Lecteur de Cesare Lombroso, celui-ci a écrit à la fin du XIXe siècle un document sur le « criminel-né, le fou moral… ». Il y met en lumière le cannibalisme, le crime des humains envers d’autres humains. Dans ce livre, ce qui a attiré mon attention, c’est que ce sont les enfants et les femmes qui sont tués pour satisfaire le Moi fort, celui d’un homme ou d’un vainqueur. Il ne s’agit pas là de genre, mais d’appareil psychique humain. Il s’agit de haine, de détresse et de volonté de vengeance du Moi. Le texte de Lombroso regorge d’histoires truculentes : maris fâchés qui tuent leur femme, enfants servis en souper à une communauté…
Alors, l’article du Figaro ne me fâchera pas à savoir que des majeurs veulent détruire le corps de l’autre. Il faut mettre en évidence que l’enfant et son corps sont une proie de choix pour l’accomplissement de la jouissance du Moi et de ses organisations intramoïques. Depuis la nuit des temps, l’enfant est mal accueilli dans ce monde où le Moi humain est un maître tyrannique qui cherche à se venger de ce que lui-même a vécu enfant. Jadis, l’enfant était mangé en entier dans des rites au nom du dieu méchant ou du Moi vengeur ; désormais, le majeur se contente d’un bout de son pénis ou de férir ses lèvres génitales, mais toujours au nom du dieu méchant du Moi de l’homme.
La psychanalyse a toujours été refusée par l’Altissime Hautorité de Santé, ainsi que je nomme l’HAS. La psychanalyse qui demande gentiment au Moi fou, affolé du jeune pubère, de se calmer, de venir parler davantage avant de passer à l’acte – ma technique dite de l’écarteur – est bannie car jugée pas assez scientifique. Mais amputer le corps juvénile noyé dans les pulsions et dans le désir de l’Autre parental et sociétal reçoit toutes les attentions des décideurs.
Il va de soi que l’idéologie n’aime pas la psychanalyse puisque celle-ci vise – c’est sa visée thérapeutique – à dégonfler le Moi (a) et à castrer l’être (e).

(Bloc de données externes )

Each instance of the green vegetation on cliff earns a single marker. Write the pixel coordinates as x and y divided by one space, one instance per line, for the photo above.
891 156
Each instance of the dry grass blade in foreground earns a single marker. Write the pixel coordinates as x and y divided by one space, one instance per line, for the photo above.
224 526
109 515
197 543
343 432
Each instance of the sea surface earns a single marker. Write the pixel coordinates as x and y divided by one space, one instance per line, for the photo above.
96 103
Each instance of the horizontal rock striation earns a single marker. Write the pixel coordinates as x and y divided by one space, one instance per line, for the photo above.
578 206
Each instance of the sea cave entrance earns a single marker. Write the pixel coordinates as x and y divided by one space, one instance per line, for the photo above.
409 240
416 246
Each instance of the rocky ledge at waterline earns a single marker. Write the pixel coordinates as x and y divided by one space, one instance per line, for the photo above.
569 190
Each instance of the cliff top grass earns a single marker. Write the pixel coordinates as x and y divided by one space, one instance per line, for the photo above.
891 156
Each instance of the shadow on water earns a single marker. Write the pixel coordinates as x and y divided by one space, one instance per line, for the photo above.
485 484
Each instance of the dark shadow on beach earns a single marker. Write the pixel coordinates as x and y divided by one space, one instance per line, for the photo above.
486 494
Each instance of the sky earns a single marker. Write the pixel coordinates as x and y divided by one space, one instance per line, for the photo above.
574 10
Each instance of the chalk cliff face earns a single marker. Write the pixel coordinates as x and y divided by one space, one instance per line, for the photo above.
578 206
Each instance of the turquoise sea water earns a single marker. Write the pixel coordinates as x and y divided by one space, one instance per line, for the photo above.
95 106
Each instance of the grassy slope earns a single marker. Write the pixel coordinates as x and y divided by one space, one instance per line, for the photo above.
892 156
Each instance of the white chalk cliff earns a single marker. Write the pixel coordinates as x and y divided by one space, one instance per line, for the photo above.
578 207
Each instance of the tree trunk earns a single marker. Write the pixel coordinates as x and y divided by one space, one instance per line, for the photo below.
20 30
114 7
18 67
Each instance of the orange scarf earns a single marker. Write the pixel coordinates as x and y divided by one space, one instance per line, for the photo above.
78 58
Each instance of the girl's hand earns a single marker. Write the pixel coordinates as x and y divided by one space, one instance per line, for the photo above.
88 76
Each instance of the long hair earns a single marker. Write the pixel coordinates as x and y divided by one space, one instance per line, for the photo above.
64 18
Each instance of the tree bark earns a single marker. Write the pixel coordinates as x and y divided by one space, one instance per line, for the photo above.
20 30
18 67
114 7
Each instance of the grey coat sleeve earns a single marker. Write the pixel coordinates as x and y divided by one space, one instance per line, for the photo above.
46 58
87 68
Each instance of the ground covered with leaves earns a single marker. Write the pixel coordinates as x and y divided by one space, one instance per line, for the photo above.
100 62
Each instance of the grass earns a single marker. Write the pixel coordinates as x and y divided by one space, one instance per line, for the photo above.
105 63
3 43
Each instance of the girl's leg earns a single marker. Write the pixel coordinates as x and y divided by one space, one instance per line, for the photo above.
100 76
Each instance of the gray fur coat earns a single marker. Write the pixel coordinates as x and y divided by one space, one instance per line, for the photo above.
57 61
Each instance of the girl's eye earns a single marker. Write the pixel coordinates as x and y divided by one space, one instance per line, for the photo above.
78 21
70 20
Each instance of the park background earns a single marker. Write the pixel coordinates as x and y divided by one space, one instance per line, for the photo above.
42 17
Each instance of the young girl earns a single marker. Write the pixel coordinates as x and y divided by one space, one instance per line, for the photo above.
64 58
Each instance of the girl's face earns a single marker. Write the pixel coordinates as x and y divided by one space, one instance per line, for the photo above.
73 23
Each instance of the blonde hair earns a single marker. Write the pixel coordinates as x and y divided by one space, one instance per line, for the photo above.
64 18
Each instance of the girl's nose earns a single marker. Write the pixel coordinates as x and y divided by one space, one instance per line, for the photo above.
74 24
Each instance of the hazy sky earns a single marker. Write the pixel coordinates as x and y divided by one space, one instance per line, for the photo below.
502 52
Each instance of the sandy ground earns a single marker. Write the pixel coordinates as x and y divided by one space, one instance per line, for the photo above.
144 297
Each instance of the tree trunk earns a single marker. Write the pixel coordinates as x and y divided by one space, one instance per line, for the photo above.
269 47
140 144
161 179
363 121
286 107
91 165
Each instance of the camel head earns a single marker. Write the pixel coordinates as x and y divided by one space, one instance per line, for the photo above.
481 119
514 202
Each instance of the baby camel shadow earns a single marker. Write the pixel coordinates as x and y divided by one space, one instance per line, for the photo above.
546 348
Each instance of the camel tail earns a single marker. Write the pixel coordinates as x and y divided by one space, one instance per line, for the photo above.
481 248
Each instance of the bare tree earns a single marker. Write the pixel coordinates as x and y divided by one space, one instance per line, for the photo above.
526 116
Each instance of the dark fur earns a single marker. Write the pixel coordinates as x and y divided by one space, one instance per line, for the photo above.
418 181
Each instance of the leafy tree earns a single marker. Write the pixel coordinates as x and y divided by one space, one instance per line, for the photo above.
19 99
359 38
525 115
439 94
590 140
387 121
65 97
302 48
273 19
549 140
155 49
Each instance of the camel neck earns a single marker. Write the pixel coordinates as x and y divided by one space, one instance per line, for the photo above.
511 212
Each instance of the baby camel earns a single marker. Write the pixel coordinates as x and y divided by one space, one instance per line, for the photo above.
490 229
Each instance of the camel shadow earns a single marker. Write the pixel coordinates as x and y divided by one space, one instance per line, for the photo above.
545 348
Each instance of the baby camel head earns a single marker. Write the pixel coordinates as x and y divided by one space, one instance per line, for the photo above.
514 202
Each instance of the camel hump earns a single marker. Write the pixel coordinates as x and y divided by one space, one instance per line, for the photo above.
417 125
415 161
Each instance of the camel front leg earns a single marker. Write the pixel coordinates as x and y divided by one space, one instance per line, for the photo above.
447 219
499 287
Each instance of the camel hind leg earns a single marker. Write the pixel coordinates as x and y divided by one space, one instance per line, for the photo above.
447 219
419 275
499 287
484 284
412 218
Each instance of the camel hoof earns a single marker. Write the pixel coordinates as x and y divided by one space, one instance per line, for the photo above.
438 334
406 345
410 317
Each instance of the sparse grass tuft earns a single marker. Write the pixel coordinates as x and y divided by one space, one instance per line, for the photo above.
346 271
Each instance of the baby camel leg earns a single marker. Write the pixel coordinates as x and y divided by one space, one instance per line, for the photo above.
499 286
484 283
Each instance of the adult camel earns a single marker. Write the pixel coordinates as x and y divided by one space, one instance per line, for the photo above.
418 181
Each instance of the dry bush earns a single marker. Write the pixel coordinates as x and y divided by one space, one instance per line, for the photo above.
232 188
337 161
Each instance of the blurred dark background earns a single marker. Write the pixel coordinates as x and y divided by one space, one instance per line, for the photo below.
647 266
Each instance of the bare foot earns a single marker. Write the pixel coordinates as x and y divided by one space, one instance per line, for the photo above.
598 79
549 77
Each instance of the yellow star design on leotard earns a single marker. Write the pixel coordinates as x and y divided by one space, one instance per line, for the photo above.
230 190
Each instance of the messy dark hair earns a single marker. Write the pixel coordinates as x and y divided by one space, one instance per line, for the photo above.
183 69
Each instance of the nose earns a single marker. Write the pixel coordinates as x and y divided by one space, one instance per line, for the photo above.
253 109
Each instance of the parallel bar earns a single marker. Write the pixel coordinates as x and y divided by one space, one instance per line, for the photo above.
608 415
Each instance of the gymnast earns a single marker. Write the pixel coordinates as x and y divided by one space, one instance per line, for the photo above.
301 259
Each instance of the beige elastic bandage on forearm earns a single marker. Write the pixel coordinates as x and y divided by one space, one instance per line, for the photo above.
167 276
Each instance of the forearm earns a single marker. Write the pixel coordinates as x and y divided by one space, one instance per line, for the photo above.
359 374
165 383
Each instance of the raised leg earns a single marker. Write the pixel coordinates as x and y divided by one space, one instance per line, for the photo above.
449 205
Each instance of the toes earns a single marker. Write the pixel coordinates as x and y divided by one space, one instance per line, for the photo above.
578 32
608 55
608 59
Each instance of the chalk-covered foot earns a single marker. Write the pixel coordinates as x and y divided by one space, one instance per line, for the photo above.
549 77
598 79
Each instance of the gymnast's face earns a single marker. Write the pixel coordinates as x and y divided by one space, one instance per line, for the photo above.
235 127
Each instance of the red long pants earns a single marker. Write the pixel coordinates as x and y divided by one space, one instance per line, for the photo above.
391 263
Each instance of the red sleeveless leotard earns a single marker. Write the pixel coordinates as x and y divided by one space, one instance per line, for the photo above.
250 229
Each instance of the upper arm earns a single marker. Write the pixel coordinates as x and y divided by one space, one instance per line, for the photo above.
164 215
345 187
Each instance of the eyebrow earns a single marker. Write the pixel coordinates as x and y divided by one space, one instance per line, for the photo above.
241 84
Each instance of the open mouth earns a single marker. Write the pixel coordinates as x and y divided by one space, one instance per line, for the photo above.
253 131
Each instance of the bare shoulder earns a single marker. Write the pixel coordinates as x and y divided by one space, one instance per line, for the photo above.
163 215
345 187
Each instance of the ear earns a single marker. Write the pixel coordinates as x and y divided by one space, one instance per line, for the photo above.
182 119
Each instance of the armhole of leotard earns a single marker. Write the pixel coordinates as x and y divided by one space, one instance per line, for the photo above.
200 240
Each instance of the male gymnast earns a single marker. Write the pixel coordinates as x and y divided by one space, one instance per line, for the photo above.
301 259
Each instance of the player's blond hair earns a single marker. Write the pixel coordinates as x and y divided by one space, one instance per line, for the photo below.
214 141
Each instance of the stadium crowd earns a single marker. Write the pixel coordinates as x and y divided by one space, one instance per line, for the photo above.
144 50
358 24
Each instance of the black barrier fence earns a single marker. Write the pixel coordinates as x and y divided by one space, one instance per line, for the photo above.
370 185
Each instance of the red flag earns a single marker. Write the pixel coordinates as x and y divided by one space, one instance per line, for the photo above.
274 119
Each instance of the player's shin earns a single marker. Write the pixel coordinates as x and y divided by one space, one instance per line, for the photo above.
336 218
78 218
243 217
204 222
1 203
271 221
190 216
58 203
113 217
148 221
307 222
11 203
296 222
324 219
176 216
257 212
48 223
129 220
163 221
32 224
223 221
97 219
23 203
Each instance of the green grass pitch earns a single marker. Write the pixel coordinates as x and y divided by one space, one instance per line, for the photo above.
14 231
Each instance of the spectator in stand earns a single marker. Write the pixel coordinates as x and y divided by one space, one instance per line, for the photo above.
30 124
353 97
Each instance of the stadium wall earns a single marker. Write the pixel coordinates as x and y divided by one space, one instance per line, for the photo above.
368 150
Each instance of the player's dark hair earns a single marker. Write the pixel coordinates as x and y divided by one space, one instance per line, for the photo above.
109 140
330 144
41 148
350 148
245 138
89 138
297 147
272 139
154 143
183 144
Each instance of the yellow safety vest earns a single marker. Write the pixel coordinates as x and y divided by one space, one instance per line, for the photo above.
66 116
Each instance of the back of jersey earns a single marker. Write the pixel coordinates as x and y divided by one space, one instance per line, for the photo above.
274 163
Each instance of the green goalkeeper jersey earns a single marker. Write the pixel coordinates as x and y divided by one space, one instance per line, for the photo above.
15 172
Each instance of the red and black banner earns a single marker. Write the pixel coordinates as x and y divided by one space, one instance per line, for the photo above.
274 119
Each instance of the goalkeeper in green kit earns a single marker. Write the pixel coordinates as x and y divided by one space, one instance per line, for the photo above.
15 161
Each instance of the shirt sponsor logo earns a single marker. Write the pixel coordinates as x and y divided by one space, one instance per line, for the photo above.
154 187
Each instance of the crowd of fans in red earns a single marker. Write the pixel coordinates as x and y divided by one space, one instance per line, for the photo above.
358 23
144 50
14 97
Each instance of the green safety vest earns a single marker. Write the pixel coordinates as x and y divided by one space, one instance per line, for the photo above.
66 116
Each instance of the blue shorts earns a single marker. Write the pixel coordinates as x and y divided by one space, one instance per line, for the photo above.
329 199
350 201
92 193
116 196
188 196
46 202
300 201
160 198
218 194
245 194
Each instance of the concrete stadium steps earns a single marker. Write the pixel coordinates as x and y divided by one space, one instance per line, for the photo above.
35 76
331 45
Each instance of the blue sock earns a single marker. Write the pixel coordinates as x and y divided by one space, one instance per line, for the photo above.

Comme je ne suis pas un homme d’espérance mais un nom de désir, je porte le discours de la psychanalyse sans espoir. « La République, c’est MOI ! », proférait un politicien professionnel. L’incitation idéologique à l’amputation du corps des jeunes leur indique que l’autorité n’est pas au rendez-vous de leur quotidien ; le corps juvénile, le corps encore jeune se retrouve face aux Moi et à leurs organisations intramoïques qui, au nom de la HAS – lire hache à Es, le Ça freudien – cherchent à se venger de leur Œdipe en utilisant les mineurs. Est-ce ignoble ? Non, c’est humain.
Il faut distinguer la race ignoble, la race humaine guidée par le Moi, aliéné par structure, idéologique par conviction voire par certitude, et l’être humain, l’être aristotélicien que la psychanalyse a proposé de barrer : mon « ɇ ».
Ceux qui acceptent la barre deviennent sujet ($), ceux qui n’acceptent pas se vengent.